Subramaniakumar mentioned that RBL Bank has Rs 18,572 crore in credit card outstanding as of Q2 and has made provisions that exceed the regulatory mandate, thus avoiding any negative impact. He also highlighted that the credit card book is profitable but did not disclose the absolute amount. With a credit card AUM of Rs 18,506 crore, the bank holds the highest position in the industry. Its total retail portfolio was only Rs 44,092 crore, which grew by 35 per cent in Q2, during which the bank reported a net income of Rs 331 crore. This indicates that the credit card book constitutes over 42 per cent of the bank's total retail exposure.
Addressing Attrition Rates
Subramaniakumar acknowledged that the bank previously faced one of the worst attrition rates in the industry, approaching 40 per cent, which spiked after the bank nearly collapsed in late 2021. However, he stated that much of the problem has been contained, and in Q2, the attrition level decreased by almost 8 per cent to around 30 per cent.
Risk Weight Hike on Consumer Credit
The RBI circular stated that it has been decided to increase the risk weights in respect of consumer credit exposure of commercial banks outstanding as well as new, including personal loans, but excluding housing loans, education loans, vehicle loans and loans secured by gold and gold jewellery, by 25 percentage points to 125 per cent. The new regulations, however, will not be applicable to housing loans, education loans, vehicle loans and loans secured by gold and gold jewellery.
A higher risk weight means that lenders need to set aside more funds as a safety net for consumer loans, which could make such credit more expensive. It also restricts banks' lending capacity as they have to set aside more funds for solvency. A similar raise has been effected in the case of credit card receivables, as per the circular, on regulatory measures towards consumer credit and bank credit to non-banking financial companies too. As a result, the risk weights on credit card exposures now have been increased by 25 percentage points to 150 per cent and 125 per cent for banks and NBFCs, respectively.

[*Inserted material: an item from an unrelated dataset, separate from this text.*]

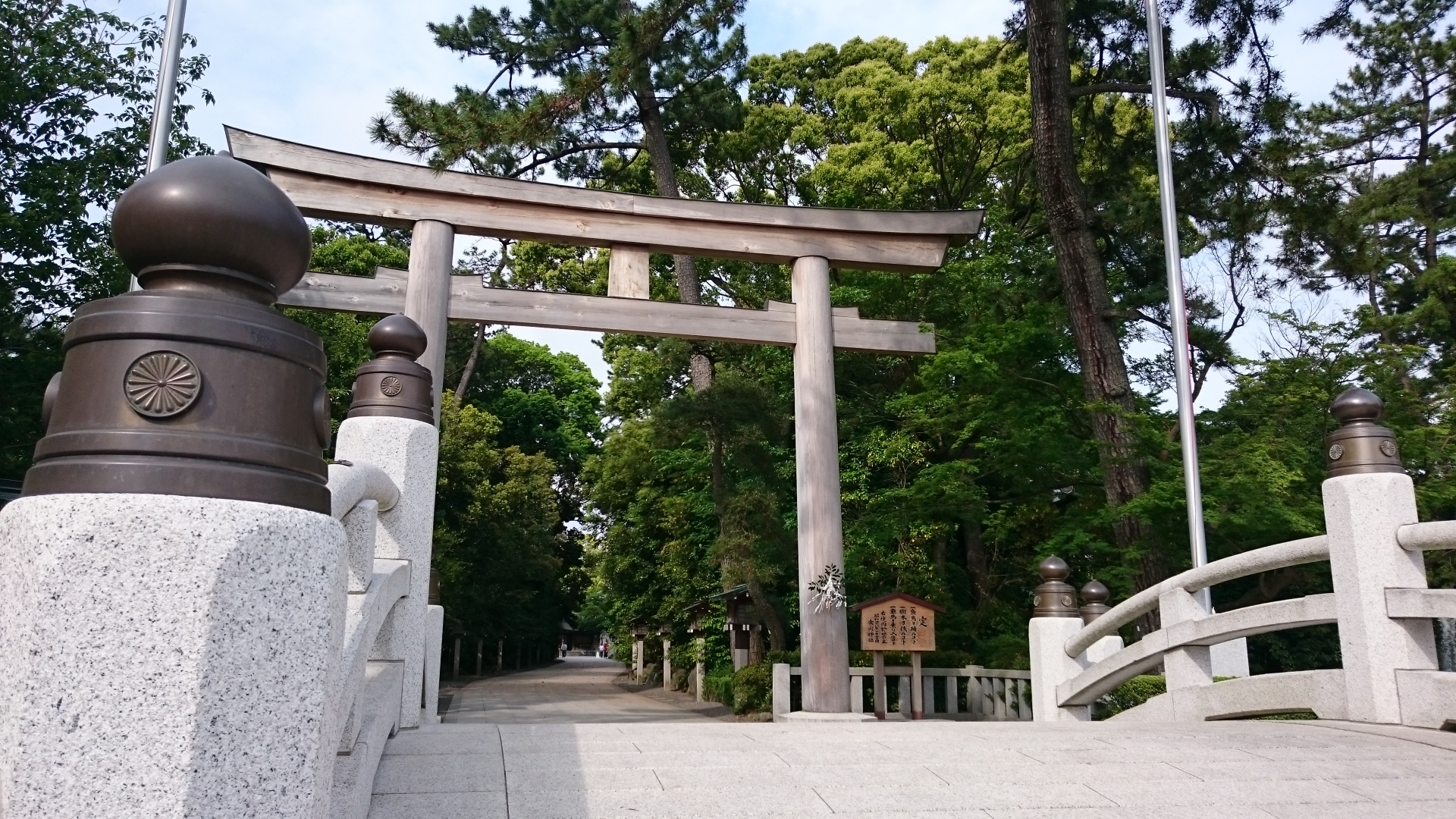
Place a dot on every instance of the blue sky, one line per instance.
(318, 72)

Impact on the Banking Industry
The immediate impact of the enhanced risk weights is the excess capital that banks would now require. According to SBI Research, the banking industry needs Rs 84,000 crore of excess capital. Global rating agency S&P has estimated that the credit cost on the system will be 60 bps higher. Unsecured personal loans and credit card debt have risen by 26 per cent in the 12 months ending September 2023. Unsecured loans constitute about 9.8 per cent of total loans in the banking system as of September 2023.

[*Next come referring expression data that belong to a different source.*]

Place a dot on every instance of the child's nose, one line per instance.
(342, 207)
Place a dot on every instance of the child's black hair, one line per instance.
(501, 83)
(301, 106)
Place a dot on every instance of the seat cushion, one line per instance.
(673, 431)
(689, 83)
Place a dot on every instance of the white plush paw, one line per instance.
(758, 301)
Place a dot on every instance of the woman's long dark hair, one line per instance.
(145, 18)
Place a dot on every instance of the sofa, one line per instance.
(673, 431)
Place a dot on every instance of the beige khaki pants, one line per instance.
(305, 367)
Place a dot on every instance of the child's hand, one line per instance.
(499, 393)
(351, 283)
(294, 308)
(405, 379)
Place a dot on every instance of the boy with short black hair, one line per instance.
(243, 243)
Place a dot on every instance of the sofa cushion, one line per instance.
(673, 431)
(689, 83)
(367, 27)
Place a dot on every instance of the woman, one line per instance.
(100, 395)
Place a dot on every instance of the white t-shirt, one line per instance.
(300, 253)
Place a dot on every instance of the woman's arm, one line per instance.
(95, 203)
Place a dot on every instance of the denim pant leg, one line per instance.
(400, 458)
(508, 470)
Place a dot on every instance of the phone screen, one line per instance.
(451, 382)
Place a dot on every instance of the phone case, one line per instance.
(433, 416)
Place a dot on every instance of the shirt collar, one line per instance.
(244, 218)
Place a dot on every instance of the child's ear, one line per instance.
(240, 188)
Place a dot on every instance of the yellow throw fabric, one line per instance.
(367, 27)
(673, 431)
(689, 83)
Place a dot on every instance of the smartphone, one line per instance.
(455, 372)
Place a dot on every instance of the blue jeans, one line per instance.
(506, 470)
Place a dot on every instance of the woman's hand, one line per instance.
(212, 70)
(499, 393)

While the RBI's decision to increase risk weights on unsecured lending aims to address the substantial rise in unsecured lending and delinquencies, it remains to be seen how banks will adjust their strategies in response to this regulatory change. RBL Bank, despite having the highest credit card portfolio, seems confident that the impact on its margins will be minimal. However, the overall impact on the banking industry, in terms of capital requirements and credit costs, is likely to be significant.